Would Mohan have endeared himself to Tamil film lovers without S. N. Surendar's voice? Or would Sonu Sood have been as effective a villain in Arundathi without Sai Ravi's booming baritone?
There was a time when male dubbing artistes lent life to the lead actors on screen. Today, with Tamil-speaking actors ruling the roost, they provide the voice to character artistes and villains, most of whom are imports from other industries.

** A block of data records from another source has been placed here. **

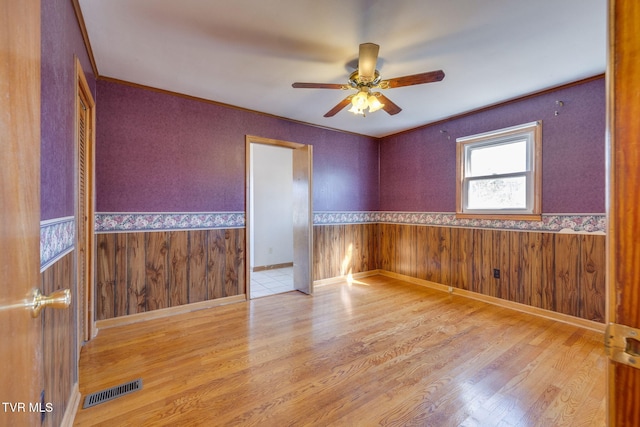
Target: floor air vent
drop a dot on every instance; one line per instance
(111, 393)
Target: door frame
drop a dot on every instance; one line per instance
(84, 289)
(252, 139)
(623, 214)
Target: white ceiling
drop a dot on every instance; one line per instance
(247, 53)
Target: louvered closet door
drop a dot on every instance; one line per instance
(85, 211)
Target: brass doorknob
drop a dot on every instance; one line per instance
(58, 299)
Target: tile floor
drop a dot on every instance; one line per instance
(269, 282)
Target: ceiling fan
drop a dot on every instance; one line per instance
(366, 79)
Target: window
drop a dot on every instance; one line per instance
(499, 173)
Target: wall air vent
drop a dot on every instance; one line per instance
(111, 393)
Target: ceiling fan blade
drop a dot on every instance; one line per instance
(415, 79)
(298, 85)
(367, 60)
(335, 110)
(389, 106)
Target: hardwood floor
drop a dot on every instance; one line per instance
(376, 352)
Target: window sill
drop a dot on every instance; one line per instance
(514, 217)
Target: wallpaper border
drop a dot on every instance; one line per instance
(131, 222)
(123, 222)
(57, 238)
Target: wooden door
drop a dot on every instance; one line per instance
(20, 335)
(302, 219)
(85, 120)
(623, 252)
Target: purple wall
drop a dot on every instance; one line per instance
(418, 168)
(156, 152)
(61, 43)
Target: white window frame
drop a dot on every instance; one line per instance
(532, 134)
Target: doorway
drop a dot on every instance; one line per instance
(278, 217)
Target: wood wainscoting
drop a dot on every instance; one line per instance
(144, 271)
(564, 273)
(59, 344)
(343, 249)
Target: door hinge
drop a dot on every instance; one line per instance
(623, 344)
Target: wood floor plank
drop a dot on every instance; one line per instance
(378, 351)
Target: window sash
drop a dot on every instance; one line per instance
(531, 133)
(528, 188)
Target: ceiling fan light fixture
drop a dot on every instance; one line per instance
(356, 110)
(374, 103)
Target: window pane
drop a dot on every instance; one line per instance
(498, 159)
(497, 193)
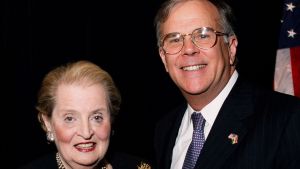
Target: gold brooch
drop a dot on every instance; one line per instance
(144, 166)
(234, 138)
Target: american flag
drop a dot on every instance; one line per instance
(287, 68)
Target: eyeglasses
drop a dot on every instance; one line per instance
(203, 38)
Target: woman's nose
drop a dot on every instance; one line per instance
(86, 130)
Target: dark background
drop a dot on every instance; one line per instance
(119, 36)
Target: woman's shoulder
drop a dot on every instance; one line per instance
(120, 160)
(46, 161)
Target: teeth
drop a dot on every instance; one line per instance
(85, 145)
(195, 67)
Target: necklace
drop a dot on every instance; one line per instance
(61, 165)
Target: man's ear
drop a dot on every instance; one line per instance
(47, 122)
(233, 42)
(163, 57)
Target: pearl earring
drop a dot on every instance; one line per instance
(50, 136)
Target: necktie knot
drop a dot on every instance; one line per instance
(197, 141)
(198, 121)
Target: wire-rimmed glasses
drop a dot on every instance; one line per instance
(203, 38)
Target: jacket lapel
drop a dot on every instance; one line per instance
(233, 119)
(175, 121)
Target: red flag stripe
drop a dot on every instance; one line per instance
(295, 62)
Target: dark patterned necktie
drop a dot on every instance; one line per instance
(197, 142)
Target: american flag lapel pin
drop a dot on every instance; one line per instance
(233, 138)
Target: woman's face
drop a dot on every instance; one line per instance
(80, 124)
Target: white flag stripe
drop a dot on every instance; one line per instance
(283, 79)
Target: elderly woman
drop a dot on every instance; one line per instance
(77, 104)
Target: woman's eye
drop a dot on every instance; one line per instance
(69, 119)
(97, 118)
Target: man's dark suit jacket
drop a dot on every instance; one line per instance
(267, 124)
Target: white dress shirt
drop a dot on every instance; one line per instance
(209, 112)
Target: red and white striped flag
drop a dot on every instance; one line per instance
(287, 68)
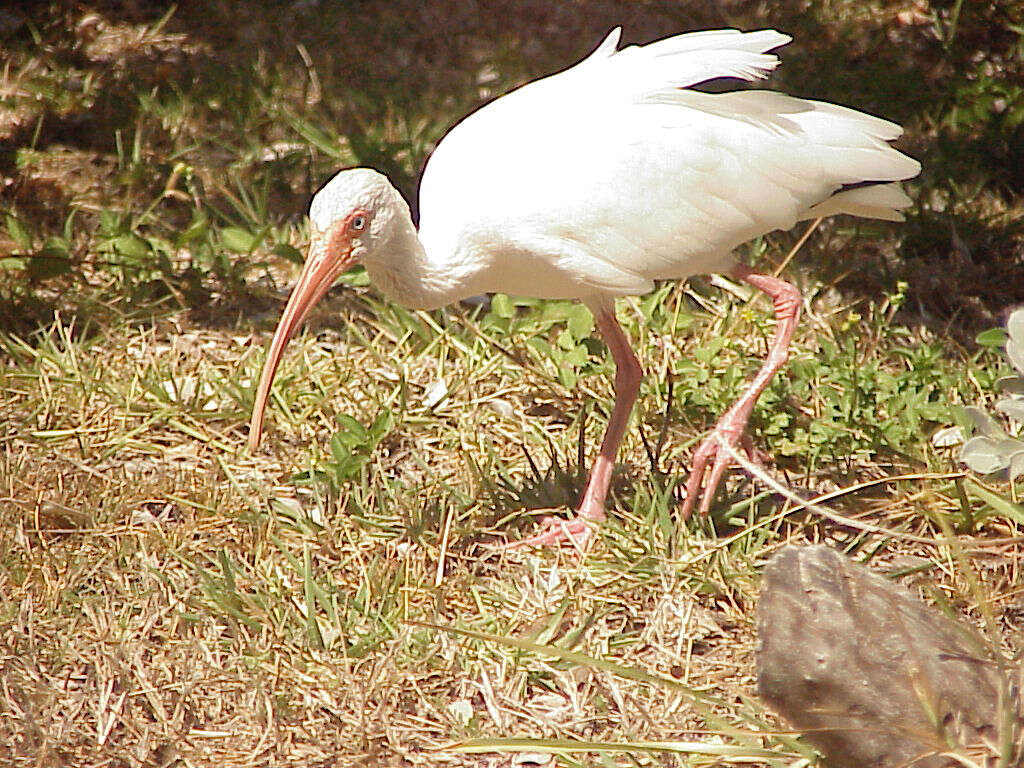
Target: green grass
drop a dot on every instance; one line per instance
(165, 595)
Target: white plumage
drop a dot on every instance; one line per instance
(595, 182)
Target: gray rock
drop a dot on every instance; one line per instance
(871, 676)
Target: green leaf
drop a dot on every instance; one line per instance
(51, 261)
(129, 246)
(291, 253)
(502, 305)
(580, 322)
(197, 229)
(1001, 506)
(237, 240)
(993, 337)
(18, 232)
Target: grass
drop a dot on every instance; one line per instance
(167, 598)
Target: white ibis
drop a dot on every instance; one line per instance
(593, 183)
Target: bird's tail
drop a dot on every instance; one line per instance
(871, 202)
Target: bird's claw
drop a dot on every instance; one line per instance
(577, 531)
(729, 431)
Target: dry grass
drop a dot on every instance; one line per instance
(168, 599)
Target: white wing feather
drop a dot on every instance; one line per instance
(611, 174)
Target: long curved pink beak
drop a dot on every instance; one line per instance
(328, 258)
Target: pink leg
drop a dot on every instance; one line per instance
(730, 427)
(628, 376)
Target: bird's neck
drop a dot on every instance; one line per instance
(416, 278)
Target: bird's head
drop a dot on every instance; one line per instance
(350, 218)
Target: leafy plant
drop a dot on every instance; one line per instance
(351, 448)
(993, 449)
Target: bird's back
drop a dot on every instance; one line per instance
(611, 174)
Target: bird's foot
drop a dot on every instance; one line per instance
(554, 531)
(712, 455)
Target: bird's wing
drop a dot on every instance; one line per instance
(612, 173)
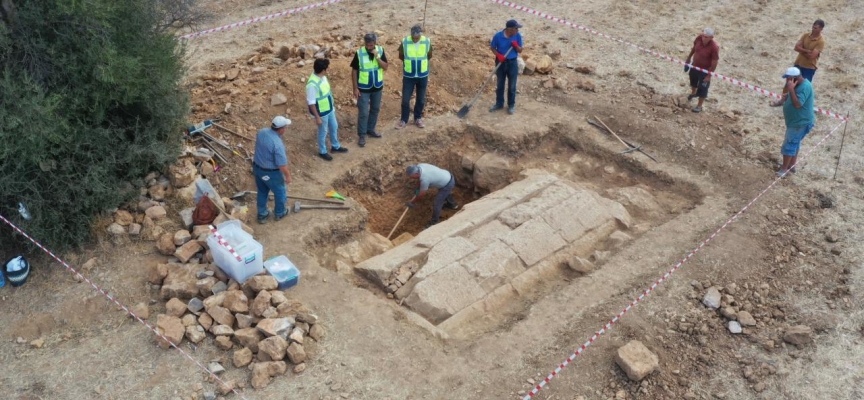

Kadhir, who lent his voice to Danny Denzongpa in Endhiran and Ashish Vidyarthi in quite a few films, says dubbing allows him the joy of reliving a moment. “It is a job where you concentrate on so many things such as lip sync and emotions, but where the final product has to sound effortless. That takes work.” A greater challenge is reproducing a popular actor's voice when he is not able to dub due to unforeseen circumstances, says Kadhir, who has been dubbing for 11 years in Telugu and Tamil, besides writing and dubbing a Korean film into English.
Some years ago, hotshot actor Vikram lent his voice for Abbas, Ajith and Prabhu Deva. Other noted male dubbing artistes are Ravi Shankar aka Sai Ravi, Rajendran (who lends voice to Kota Srinivasa Rao), Prakash and Shekhar (Shah Rukh Khan).